Bonjour, je vous espère en forme. Je vous partage ce matin une histoire de rejet sur laquelle méditer

J’avais 11 ans, en train de pleurer dans la cuisine de ma grand-mère, lorsqu’elle m’a dit sept mots qui ont changé ma façon de voir le rejet à jamais.

Ce jour-là avait été difficile. Vous savez, ce genre de journée où une petite chose se fissure et soudainement, on porte un poids invisible qui rend tout plus compliqué.

J’avais marché comme d’habitude pendant une heure depuis l’école jusqu’à la ferme de mes grands-parents, mais au lieu de bondir à l’intérieur avec des histoires comme je le faisais habituellement, je suis entrée silencieusement. Presque invisible.

Grand-mère l’a remarqué immédiatement.

Elle ne m’a pas bombardée de questions ni essayé de résoudre les choses avant de les comprendre. Elle a simplement pris mon manteau, m’a guidée jusqu’à la table de la cuisine et a fait ce que les grands-mères ont toujours fait depuis le début des temps, quand les mots ne sont pas encore prêts.

Elle a préparé du chocolat chaud. Elle a mis des biscuits. Elle s’est assise en face de moi et a attendu.

Le silence était apaisant. Comme si je pouvais prendre mon temps.

Finalement, à moitié du chocolat, la vérité a éclaté.

« Il y a une fille à l’école que je pensais être mon amie, » ai-je dit, les yeux fixés sur la table. « Mais aujourd’hui, elle a dit quelque chose de méchant devant tout le monde. Je pense que personne ne m’aime vraiment. »

À 11 ans, cela semblait la fin du monde. Comme si j’étais lentement effacée.

Grand-mère prit une longue gorgée de son café. Puis elle me regarda avec des yeux qui avaient vu bien plus que ce que je pouvais imaginer et dit quelque chose que j’ai gardé avec moi pendant des décennies.

« Totty » – elle m’appelait toujours Totty au lieu de Kathy – « voici ce que j’ai appris sur les gens. »

Elle se pencha légèrement en avant.

« Quelques personnes dans la vie t’aimeront vraiment. Quelques personnes ne t’aimeront pas du tout, peu importe ce que tu fais.
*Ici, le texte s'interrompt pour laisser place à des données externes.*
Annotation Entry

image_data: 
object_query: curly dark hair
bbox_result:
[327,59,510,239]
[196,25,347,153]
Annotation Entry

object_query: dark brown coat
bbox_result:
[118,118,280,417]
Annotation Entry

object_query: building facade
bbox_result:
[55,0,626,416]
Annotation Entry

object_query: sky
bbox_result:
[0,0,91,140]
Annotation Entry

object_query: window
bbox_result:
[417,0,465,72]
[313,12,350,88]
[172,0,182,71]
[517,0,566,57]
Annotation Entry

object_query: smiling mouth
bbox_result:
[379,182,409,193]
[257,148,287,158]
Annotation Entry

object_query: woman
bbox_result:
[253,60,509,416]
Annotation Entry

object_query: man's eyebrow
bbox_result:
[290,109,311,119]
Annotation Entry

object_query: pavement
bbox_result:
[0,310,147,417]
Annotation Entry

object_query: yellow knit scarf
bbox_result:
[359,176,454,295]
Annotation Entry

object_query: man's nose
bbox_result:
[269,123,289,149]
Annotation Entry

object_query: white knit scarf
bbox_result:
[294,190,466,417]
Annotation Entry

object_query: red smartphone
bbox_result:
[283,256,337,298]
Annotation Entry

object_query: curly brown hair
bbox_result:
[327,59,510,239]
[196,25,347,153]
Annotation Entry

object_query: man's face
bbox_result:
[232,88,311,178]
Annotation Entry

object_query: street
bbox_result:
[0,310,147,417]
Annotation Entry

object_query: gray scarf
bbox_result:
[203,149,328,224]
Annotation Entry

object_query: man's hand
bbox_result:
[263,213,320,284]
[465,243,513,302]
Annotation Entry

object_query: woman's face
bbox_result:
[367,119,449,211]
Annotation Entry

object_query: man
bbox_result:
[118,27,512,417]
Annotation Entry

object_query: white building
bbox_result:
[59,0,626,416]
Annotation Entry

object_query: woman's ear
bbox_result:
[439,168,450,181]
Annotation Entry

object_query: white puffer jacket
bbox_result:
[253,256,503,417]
Mais la plupart des gens ? Ils ne penseront pas beaucoup à toi, dans un sens ou dans l’autre. »

Je devais avoir l’air un peu confuse car elle continua doucement.

« Ils remarqueront peut-être ton sourire ou tes chaussures. Ils diront bonjour dans le couloir. Mais dès que tu n’es plus dans leur vue, ils retournent à penser à leurs propres vies. À leurs propres soucis. À leurs propres petits mondes. »

Même à 11 ans, je sentis quelque chose changer.

Elle ne faisait pas preuve de cruauté. Elle m’offrait la liberté.

« Quand quelqu’un passe sans dire bonjour, » dit-elle, « ça n’a probablement rien à voir avec toi. Peut-être qu’il est distrait. Peut-être qu’il porte quelque chose de lourd que tu ne peux pas voir. Et quand quelqu’un est méchant sans raison que tu puisses comprendre ? » Elle marqua une pause, s’assurant que j’écoutais.

« Ça dit presque toujours plus sur ce qu’ils traversent que sur toi. »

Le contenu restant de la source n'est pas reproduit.